Tattoos and Feelings
Meanwhile, nearly one in five tattooed truck drivers have a tattoo of their truck, or related to their truck. And 25% of truck owners surveyed have named their truck.
Advertising campaigns often dig deep to connect with themes associated with strength, independence and patriotism.
The survey showed that truck ownership leaves people feeling:
— Capable (48%)
— Dependable (48%)
— Self-reliant (43%)
— Proud (35%)
— Accomplished (21%)
Bradley Johnson, 71, a retired electrician, owns a 1994 Chevy pickup, a 2006 Chevy 2500 heavy duty and a 2017 GMC Sierra 1500 Denali. He and his wife, Jane, of Port Huron, Mich., use their trucks to pull a large camper and travel the country.
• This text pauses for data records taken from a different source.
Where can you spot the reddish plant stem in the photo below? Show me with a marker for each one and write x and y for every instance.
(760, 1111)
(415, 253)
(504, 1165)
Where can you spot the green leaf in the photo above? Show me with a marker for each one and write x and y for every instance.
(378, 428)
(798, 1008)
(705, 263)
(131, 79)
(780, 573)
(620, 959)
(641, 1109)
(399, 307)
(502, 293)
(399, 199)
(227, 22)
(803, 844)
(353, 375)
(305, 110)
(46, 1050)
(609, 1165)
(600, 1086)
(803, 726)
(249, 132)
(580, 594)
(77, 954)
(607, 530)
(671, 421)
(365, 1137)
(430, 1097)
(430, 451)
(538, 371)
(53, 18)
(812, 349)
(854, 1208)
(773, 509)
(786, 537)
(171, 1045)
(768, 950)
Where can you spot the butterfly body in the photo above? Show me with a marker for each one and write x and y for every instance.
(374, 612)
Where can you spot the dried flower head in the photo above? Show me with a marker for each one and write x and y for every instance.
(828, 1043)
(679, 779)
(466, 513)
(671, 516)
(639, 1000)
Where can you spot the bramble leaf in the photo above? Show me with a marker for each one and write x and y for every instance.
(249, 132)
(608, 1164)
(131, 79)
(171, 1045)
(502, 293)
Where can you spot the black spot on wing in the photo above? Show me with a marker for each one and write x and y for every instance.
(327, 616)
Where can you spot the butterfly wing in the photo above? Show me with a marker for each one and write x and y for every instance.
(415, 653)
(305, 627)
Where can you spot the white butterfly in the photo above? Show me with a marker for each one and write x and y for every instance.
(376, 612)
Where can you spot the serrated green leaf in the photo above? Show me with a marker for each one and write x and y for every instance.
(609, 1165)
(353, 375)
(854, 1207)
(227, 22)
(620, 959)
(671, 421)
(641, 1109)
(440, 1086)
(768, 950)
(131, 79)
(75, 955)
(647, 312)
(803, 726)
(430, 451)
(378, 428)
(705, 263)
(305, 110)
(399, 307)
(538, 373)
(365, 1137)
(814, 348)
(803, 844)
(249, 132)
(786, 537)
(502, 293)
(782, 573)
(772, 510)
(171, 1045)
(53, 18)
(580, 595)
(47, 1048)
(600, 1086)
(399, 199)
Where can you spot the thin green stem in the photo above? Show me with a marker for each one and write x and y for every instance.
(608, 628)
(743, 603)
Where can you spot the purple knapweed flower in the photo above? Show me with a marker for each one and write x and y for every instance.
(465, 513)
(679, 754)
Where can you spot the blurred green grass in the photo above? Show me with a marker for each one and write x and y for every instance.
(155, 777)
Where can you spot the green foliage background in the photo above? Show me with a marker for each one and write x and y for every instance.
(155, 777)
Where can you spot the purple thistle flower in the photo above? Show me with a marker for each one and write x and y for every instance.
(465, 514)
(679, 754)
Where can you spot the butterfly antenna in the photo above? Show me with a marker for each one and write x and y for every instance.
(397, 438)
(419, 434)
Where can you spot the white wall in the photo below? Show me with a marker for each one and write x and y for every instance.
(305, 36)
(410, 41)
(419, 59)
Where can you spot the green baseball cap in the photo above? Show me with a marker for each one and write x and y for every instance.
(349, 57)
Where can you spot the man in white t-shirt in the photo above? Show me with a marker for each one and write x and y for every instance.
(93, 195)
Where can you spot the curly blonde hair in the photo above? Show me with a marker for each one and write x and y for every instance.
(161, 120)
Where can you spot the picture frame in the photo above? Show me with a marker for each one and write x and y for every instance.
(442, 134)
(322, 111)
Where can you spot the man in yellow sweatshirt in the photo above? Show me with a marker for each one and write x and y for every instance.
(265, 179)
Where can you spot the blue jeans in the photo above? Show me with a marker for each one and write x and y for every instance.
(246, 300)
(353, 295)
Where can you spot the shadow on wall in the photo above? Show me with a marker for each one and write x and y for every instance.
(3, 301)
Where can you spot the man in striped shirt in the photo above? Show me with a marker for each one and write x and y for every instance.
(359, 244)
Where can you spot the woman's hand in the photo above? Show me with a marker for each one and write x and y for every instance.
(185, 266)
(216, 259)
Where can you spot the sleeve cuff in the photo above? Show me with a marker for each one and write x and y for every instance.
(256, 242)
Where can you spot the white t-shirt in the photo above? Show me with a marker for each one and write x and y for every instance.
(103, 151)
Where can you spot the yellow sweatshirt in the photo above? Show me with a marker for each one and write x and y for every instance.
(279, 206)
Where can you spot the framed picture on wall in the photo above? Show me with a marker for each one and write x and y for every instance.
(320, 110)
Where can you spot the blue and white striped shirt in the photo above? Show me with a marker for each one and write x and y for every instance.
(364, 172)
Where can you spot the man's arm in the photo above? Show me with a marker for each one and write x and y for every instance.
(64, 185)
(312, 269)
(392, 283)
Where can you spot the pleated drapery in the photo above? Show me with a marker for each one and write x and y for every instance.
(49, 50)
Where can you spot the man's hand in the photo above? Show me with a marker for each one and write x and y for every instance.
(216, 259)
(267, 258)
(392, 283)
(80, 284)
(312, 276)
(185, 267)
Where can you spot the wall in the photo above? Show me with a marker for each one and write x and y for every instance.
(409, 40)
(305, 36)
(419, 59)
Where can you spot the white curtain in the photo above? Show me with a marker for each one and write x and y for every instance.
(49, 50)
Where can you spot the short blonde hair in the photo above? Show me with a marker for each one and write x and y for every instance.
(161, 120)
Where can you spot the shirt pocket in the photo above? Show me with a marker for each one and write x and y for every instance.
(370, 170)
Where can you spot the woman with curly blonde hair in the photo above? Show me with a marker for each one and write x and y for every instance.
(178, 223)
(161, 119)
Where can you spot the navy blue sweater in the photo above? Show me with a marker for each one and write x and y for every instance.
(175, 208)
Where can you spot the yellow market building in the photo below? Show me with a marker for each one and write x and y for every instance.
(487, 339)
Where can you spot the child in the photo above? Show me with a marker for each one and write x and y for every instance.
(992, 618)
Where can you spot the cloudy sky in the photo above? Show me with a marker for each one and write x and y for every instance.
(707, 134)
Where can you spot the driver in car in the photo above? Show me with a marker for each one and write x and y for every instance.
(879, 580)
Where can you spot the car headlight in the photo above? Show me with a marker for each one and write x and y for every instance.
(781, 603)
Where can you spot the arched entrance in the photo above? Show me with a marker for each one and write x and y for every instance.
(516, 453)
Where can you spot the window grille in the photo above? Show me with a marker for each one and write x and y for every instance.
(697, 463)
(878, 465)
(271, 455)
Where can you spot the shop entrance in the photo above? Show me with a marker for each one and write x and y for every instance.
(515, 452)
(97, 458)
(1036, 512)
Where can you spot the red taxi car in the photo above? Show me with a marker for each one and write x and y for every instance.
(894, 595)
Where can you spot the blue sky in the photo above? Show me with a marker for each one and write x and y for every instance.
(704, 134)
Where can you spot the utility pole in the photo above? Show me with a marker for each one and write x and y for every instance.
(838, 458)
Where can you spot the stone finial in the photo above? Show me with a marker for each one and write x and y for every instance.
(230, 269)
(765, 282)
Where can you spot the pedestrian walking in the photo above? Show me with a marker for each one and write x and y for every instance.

They, too, were found at Lowe’s after an unsuccessful search for a camper fridge.
Most folks have heard that you may not need to own a truck but you do need to know someone who does.
Data suggests knowing a truck owner is, in fact, essential:
— 94% of truck owners have used their truck to help others.
— 75% of truck owners have used their truck to help friends or family move items.
— 62% have jump-started another car with their truck.
— 22% have driven someone in need to safety with their truck.
Tim Gabriel, 37, a production manager, has helped friends move from house to house, hauled trailers, picked up store purchase for people whose cars are too small.
“This is my first pickup. I’ve wanted one for a long time,” Gabriel said, loading a clothing dryer into his 2019 Ram 1500 Big Horn with a V-8 engine. “Every time you park it, you look back at it because you love it so much.”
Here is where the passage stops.